Les pays les plus performants du classement IMD sont Hong Kong, les Etats-Unis et la Suisse. La Suède, la Norvège, l’Allemagne et les Pays-Bas sont les pays européens les mieux classés en dehors de la Suisse (rangs 5, 8, 9 et 11 respectivement). La France et la Belgique se positionnent respectivement aux 25e et 29e rangs. Quatre piliers principaux, eux-mêmes composés de sous-piliers comprenant plus de 300 indicateurs, forment la base du classement IMD, à savoir les piliers de performances économiques, d’efficacité des pouvoirs publics, d’environnement des affaires et de qualité des infrastructures. 

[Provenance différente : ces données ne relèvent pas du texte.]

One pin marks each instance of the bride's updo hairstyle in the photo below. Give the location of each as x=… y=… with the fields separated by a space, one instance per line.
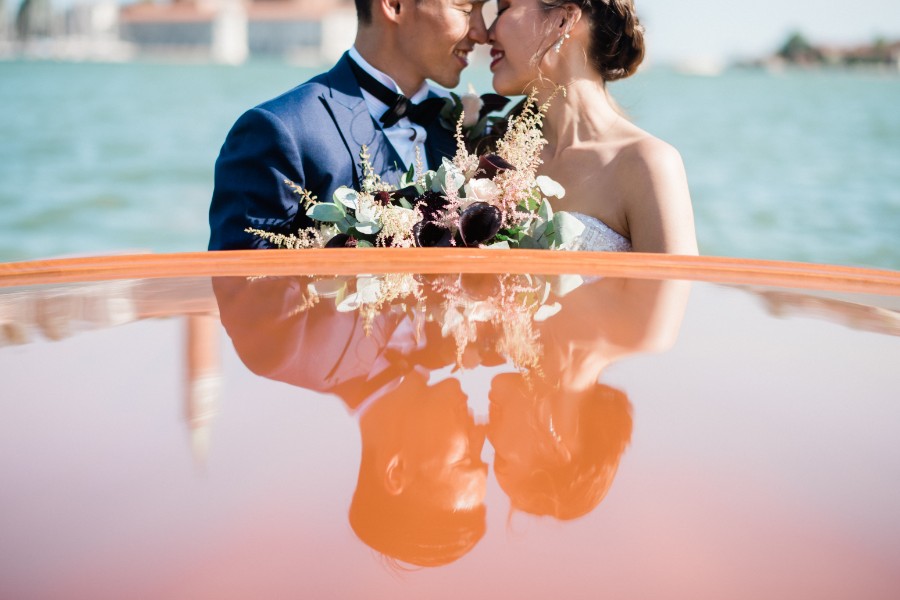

Le premier pilier des performances économiques est traditionnellement le pilier le plus fort du Grand-Duché. Cette année, le pays a gagné trois places dans ce pilier (de la 9e à la 6e place), largement grâce aux Investissements Directs Etrangers (IDE) placés dans le pays et capturés au travers du sous-pilier « International Investment » (de la 15e à la 4e place). Sans la performance des IDE, le Luxembourg aurait, en fait, connu une dégradation de son classement dans le pilier consacré aux performances macroéconomiques. Or, les IDE au Luxembourg sont excessivement volatiles, notamment à cause d’un secteur financier disproportionné par rapport aux autres ordres de grandeur du pays, ainsi qu’à cause de flux de crédits importants (et volatiles également) qui sont la conséquence des opérations de prêts et d’emprunts opérées au sein des filiales de groupes internationaux basés dans le pays. 

L’amélioration au niveau des IDE est donc à accueillir avec prudence, d’autant qu’elle masque une dégradation des sous-piliers « Domestic Economy » et « Prices », de la 17e à la 23e place et de la 29e à la 32e place respectivement. Le premier sous-pilier regroupe des mesures d’outputs économiques (richesse par habitant, croissance, etc.). En raison de la crise de la dette souveraine, ce sous-pilier se dégrade sans grande surprise, notamment par rapport aux pays non-européens du classement. Le second sous-pilier mesure l’inflation sous différents angles. Sa chute indique que la dégradation de la compétitivité-prix se poursuit dangereusement au Luxembourg. Il est vrai que le pays reste fort en matière de commerce international (sous-pilier « International Trade » à la 4e place, inchangée). Le commerce international est un atout traditionnel du Luxembourg et d’importance cruciale dans le contexte d’une économie tributaire des marchés à l’exportation. Or, si le Luxembourg n’arrive pas à rétablir la compétitivité-coût et résorber le différentiel d’inflation, la dégradation de cette famille d’indicateurs n’est qu’une question de temps. Enfin, le sous-pilier « Employment » jouit d’une légère embellie (de la 10e à la 9e place), grâce à la création d’emplois dans le secteur non-marchand d’une part et au rôle temporisateur de la main-d’œuvre transfrontalière d’autre part (dont les autres pays bénéficient moins).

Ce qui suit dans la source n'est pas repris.